You may make the speeds you are talking about. I tested some Xcurves a few years back that were way to heavy for me at my 32 inch draw, though less than the high 60's you are talking about getting. The string pulled out of my hand way before I reached anchor and I still got 217. I figured that bow would have hit at least 230 if I could have gotten it to full draw. That was 32 inches though, and you get a huge bump in stored energy going from 27.5 to 32.


----------



## Charley1378 (Jul 16, 2018)

Hank D Thoreau said:


> You may make the speeds you are talking about. I tested some Xcurves a few years back that were way to heavy for me at my 32 inch draw, though less than the high 60's you are talking about getting. The string pulled out of my hand way before I reached anchor and I still got 217. I figured that bow would have hit at least 230 if I could have gotten it to full draw. That was 32 inches though, and you get a huge bump in stored energy going from 27.5 to 32.

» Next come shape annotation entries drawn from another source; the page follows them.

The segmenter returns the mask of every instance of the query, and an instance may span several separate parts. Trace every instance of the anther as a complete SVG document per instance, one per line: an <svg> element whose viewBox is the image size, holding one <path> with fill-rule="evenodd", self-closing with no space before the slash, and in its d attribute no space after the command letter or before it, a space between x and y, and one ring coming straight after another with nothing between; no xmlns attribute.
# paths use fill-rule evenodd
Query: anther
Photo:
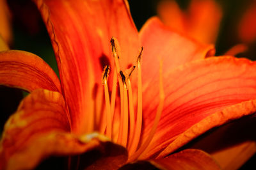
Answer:
<svg viewBox="0 0 256 170"><path fill-rule="evenodd" d="M126 85L125 76L124 75L124 74L123 73L123 72L122 72L122 71L120 71L120 74L122 77L122 81L123 81L124 86L127 89L127 86Z"/></svg>
<svg viewBox="0 0 256 170"><path fill-rule="evenodd" d="M104 84L108 80L109 74L109 65L106 66L103 69L102 72L102 84Z"/></svg>
<svg viewBox="0 0 256 170"><path fill-rule="evenodd" d="M128 76L128 77L129 78L130 78L131 77L131 75L132 75L132 73L133 72L133 71L134 70L134 69L135 69L135 66L133 66L132 68L131 68L131 70L130 71L130 73L129 73L129 76Z"/></svg>
<svg viewBox="0 0 256 170"><path fill-rule="evenodd" d="M140 63L140 61L141 59L141 54L142 54L142 51L143 50L143 47L141 47L139 56L137 58L137 63Z"/></svg>
<svg viewBox="0 0 256 170"><path fill-rule="evenodd" d="M115 42L114 37L111 38L111 39L110 40L110 43L111 43L111 46L112 46L113 54L114 54L114 55L117 55L116 46L116 43ZM119 58L118 55L117 55L117 58Z"/></svg>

Not 100% certain but I think the one currently in the shop is 58” overall with 17” riser and 40# VX+ is 58lbs at 30” was 210 FPS so that was my benchmark


----------



## Charley1378 (Jul 16, 2018)

Riser has arrived, couple weeks to go on limbs... Hoyt builds a nice product


----------



## Bill 2311 (Jun 24, 2005)

Not sure how you plan to gain 16#. That means you have a true 33" draw. If so, I strongly recommend much longer limbs.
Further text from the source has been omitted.